In our models, the dependent variable is audit fees paid to auditor by audit client, dollars per year (continuous variable). We use regression to analyze the data.

Our issue is the measure of a predictor variable, restatement by client company (correction of reporting error from prior year). Prior studies generally use one of two measures listed below:

*Restatement (binary).*Did company restate financial restatement? Yes/no, 1 or 0

*Restatement (ratio -- restructuring dollar amount/ income of company in dollars).*If company restates the financial statement, what is the relative effect on income? If company does not restate, then the ratio is zero. In our sample, about 70% of sample do not restate so those observations have zero ratio value.

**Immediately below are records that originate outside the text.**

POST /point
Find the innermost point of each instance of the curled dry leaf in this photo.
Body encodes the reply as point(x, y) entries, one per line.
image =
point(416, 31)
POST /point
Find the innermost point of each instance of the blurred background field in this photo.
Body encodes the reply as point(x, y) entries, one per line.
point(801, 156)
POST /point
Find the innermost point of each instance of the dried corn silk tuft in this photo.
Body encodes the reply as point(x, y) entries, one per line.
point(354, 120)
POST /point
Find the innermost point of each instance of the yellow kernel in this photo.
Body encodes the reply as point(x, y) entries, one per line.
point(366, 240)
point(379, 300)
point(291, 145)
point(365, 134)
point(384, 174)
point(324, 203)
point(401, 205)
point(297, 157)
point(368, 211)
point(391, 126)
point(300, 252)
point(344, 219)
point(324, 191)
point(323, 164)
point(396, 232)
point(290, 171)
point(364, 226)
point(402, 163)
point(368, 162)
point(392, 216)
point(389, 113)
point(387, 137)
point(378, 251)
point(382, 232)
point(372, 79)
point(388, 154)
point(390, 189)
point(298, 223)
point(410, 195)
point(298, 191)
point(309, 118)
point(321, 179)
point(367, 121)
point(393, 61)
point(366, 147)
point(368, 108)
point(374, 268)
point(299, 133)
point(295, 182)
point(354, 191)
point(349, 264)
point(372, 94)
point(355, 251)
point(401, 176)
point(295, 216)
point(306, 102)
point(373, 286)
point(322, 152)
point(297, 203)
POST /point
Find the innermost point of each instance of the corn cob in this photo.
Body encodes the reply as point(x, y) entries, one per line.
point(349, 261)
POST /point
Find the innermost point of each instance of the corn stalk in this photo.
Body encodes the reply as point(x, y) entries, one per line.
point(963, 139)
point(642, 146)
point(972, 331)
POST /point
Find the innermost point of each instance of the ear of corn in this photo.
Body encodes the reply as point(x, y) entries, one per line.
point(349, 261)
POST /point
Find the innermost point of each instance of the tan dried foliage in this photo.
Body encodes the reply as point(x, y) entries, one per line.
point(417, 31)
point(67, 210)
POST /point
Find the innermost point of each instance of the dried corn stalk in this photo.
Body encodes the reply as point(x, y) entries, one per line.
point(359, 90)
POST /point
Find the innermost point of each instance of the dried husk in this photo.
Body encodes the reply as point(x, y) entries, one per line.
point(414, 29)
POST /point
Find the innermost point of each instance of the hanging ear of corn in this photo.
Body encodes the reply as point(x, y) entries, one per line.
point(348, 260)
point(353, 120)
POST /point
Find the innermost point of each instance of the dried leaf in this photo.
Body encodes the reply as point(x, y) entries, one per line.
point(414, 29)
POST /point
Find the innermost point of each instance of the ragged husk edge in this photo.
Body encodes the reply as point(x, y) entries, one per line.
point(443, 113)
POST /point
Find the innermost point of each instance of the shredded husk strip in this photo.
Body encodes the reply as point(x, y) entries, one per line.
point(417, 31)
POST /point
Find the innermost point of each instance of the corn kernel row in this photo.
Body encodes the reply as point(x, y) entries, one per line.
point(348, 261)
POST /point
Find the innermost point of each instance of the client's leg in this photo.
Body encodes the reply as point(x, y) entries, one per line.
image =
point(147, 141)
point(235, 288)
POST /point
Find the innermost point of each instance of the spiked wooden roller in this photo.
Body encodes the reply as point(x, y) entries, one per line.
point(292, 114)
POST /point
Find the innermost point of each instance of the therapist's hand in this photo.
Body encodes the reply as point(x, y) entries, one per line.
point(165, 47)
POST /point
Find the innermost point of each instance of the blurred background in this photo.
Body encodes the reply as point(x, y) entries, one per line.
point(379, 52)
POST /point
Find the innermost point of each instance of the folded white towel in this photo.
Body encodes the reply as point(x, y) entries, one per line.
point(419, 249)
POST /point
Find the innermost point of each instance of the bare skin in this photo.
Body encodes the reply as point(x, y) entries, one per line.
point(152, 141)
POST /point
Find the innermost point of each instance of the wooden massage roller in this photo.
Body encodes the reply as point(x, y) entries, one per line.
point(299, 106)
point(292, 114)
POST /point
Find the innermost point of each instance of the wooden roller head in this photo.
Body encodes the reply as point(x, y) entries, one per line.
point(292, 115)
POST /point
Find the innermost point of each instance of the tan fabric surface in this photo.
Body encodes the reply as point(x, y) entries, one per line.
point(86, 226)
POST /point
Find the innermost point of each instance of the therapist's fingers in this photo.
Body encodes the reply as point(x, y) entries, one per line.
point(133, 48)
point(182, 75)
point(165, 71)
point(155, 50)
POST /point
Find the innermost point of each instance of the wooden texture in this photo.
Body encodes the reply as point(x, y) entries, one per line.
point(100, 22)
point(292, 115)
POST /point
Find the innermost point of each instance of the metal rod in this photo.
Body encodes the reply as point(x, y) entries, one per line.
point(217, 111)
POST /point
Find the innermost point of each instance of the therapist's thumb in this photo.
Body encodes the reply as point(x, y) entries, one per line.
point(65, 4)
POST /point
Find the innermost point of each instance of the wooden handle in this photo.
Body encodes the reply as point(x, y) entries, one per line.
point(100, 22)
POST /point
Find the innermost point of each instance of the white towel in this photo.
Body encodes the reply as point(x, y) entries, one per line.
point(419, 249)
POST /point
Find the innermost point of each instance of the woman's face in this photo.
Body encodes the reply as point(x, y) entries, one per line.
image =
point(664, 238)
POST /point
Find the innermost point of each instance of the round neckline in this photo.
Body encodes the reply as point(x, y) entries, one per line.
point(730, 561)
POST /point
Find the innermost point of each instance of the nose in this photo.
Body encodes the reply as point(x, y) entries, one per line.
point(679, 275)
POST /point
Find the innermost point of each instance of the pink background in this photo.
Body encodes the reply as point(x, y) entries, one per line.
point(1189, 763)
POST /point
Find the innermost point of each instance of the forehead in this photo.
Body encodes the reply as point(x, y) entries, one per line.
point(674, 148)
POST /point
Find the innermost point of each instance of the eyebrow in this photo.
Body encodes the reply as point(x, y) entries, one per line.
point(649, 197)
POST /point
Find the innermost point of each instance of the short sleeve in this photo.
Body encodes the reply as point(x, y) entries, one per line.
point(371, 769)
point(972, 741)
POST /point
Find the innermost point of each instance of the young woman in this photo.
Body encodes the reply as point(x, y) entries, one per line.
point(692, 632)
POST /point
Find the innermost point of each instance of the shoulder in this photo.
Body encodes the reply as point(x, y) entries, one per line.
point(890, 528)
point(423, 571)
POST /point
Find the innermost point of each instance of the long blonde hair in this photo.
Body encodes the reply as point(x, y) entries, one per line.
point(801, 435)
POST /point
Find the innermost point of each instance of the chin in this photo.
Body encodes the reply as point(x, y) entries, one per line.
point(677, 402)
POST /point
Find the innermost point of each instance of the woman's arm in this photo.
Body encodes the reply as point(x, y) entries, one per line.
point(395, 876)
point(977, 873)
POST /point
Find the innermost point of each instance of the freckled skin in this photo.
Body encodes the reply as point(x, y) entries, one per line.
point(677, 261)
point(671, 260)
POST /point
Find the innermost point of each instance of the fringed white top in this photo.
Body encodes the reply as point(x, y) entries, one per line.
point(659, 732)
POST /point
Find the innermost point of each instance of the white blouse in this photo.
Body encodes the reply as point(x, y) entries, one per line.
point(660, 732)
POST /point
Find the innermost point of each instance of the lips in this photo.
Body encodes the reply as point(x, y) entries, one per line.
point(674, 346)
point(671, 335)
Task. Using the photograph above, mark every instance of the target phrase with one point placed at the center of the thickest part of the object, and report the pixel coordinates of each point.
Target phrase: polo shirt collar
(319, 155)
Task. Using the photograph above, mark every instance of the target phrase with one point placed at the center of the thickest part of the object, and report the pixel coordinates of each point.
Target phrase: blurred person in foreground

We need to choose between three models:

*LnAFt,*Natural log of audit fees

*LnAFt*= α0 + α1**Restatement (binary--yes/no)*+ various control variables*LnAFt*= α0 + α1**Restatement (ratio)*+ various control variables*LnAFt*= α0 + α1**Restatement (binary--yes/no)*+ α2**Restatement (ratio)*+ various control variables

Which model do you recommend? Or is there another way to model the restatement effect?

For model (2), using regression, would this model yield a biased estimate of α1 (Restatement ratio) because most of sample do not have restatement and therefore have zero values for ratio. According to our theoretical arguments, a restating company with a very small ratio would have significantly higher fees than a company with no restatement. (The error may have been relatively small in dollars, but now the integrity of the financial accounting system is in question.)

Or do we use first model above, then split sample by restatement (yes/no)? For those companies that restate, run model (2). Preliminary analysis with our sample suggests that, for this group, the higher the ratio, the larger the LnAF.

Any insight into modelling issue would be appreciated.